Resenha do filme Nomadland

Não existe negócio mais vantajoso do que emprestar dinheiro que não é seu e cobrar juros por isso. E é exatamente o que os bancos fazem conosco todos os dias. Só que emprestar dinheiro é um risco para os bancos justamente pelo calote que podem receber. E quem gosta de receber calote, né, não? Os bancos não gostam. Por isso, inventaram um jeitinho de lucrar com os empréstimos sem receber calote. Qual? Vender os títulos da dívida para investidores com o olho bem grandão no lucro futuro. E pensa que são dois ou três investidores? Nananinão. São dezenas, centenas e milhares. Todos dispostos a financiar a dívida dos bancos. Que doidera!

Só que as pessoas precisam sentir firmeza nesses títulos. E o que pode dar essa segurança aos investidores? Ora, justamente algo que não quebrasse ou declarasse falência da noite para o dia. E o que é mais seguro nesse mundo? O quê? O quê? Algo palpável como uma casa. Afinal, uma casa não pode quebrar, não? E foi aí que os bancos promoveram o financiamento destes imóveis. A princípio para quem pode pagar, classes A e B. Depois, para quem não pode pagar, qualquer um, com renda, sem renda, pobre, rico ou não. A eles deram o nome de “subprime”. Ora, afinal, quem em sã consciência financiaria um imóvel para alguém que não pode pagar? Os bancos, óbvio! Mas, por quê? Porque ao fazê-lo, os títulos, conhecidos como CDOs, disparavam no mercado financeiro e os investidores abririam um sorriso de orelha a orelha. Afinal, quem não ficaria contente em saber que o seu título comprado no banco estava lhe rendendo lucros absurdos. Todos, obviamente!
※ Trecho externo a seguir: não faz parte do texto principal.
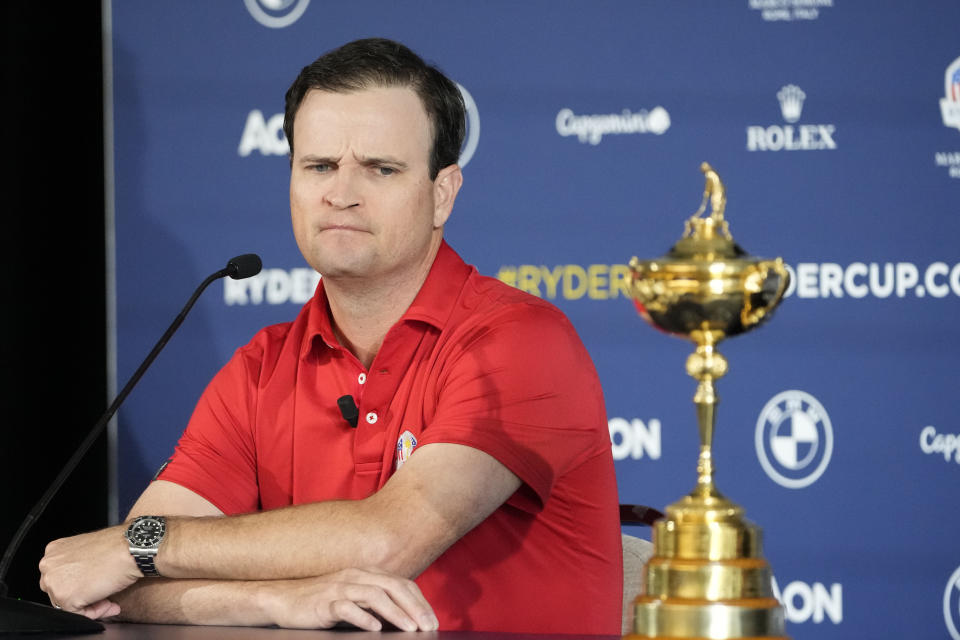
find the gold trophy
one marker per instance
(707, 577)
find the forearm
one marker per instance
(201, 602)
(352, 596)
(294, 542)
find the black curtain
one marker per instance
(53, 334)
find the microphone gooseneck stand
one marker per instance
(22, 616)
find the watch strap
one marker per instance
(145, 563)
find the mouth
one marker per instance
(343, 227)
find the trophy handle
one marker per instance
(753, 281)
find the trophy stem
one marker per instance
(705, 365)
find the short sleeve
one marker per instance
(216, 456)
(521, 387)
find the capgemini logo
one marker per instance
(791, 99)
(276, 14)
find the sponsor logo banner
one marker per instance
(951, 605)
(634, 439)
(950, 103)
(276, 14)
(807, 280)
(804, 602)
(792, 136)
(267, 138)
(794, 439)
(789, 10)
(592, 128)
(945, 444)
(876, 280)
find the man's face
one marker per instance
(361, 198)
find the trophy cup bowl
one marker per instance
(707, 577)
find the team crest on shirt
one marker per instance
(405, 446)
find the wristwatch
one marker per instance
(145, 534)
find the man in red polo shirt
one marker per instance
(474, 490)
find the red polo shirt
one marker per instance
(473, 362)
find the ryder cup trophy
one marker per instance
(707, 577)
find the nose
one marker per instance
(342, 192)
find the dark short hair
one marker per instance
(378, 62)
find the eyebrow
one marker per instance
(371, 161)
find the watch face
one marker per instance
(146, 532)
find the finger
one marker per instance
(347, 611)
(101, 609)
(407, 595)
(380, 602)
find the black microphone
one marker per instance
(349, 409)
(21, 616)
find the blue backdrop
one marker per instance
(835, 125)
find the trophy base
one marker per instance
(680, 618)
(707, 577)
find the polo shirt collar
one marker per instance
(433, 305)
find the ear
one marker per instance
(445, 189)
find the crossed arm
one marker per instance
(304, 566)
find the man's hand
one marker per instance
(355, 596)
(84, 570)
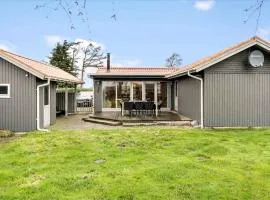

Só que quem financiava os imóveis não tinham condições de pagar o financiamento. Quem poderia pagar com juros tão altos, né? Para continuar a ciranda dos CDOs e os investidores lucrando horrores, ofereciam aos devedores refinanciar os imóveis e, assim, aumentar mais ainda a dívida com os bancos. Porém, sempre tem um porém, não há um número ILIMITADO de pessoas dispostas a financiar imóveis. Não há um número ILIMITADO de pessoas dispostas a continuar comprando títulos. Que aconteceu? O valor dos imóveis despencou. E despencou tudo ao redor: megabancos, bancos, investidores e os pobres coitados que financiavam as casas, atraídos pela facilidade dos financiamentos.

E foi assim que Fern, a personagem principal do filme Nomadland, tornou-se uma nômade sem teto. Pulando de cidade em cidade dirigindo um veículo precário atrás de um emprego temporário e sazonal. Assim como Fern, milhares de outros nômades se encontravam nas estradas e todos com as mesmas histórias de vida. Todos atraídos pela promessa do capitalismo. Qual? A de que o INDIVÍDUO pode ser o PROTAGONISTA da sua vida se lutar muito ou trabalhar duro. Uma promessa, obviamente, que não é para todos. E se o INDIVÍDUO não conseguir atender a expectativa da IDEOLOGIA é considerado um “sem teto”, um “fracassado”, um “zero à esquerda”. Nomadland ensina de forma descritiva e didática a respeito da falência do capitalismo. E ensina também sobre a falsa ilusão de que os INDIVÍDUOS são protagonistas da própria vida. Não são. Em um momento, a irmã de Fern, pergunta: “Por que você não volta para casa?”. Fern poderia voltar, mas já era tarde demais. Ao voltar, Fern declararia a todos que deixaria de ser um INDIVÍDUO protagonista da própria história. Alguém que fracassou perante o sistema. O dilema de Fern é o dilema de milhares de pessoas que ainda não entenderam essa manipulação diária a que estamos submetidos.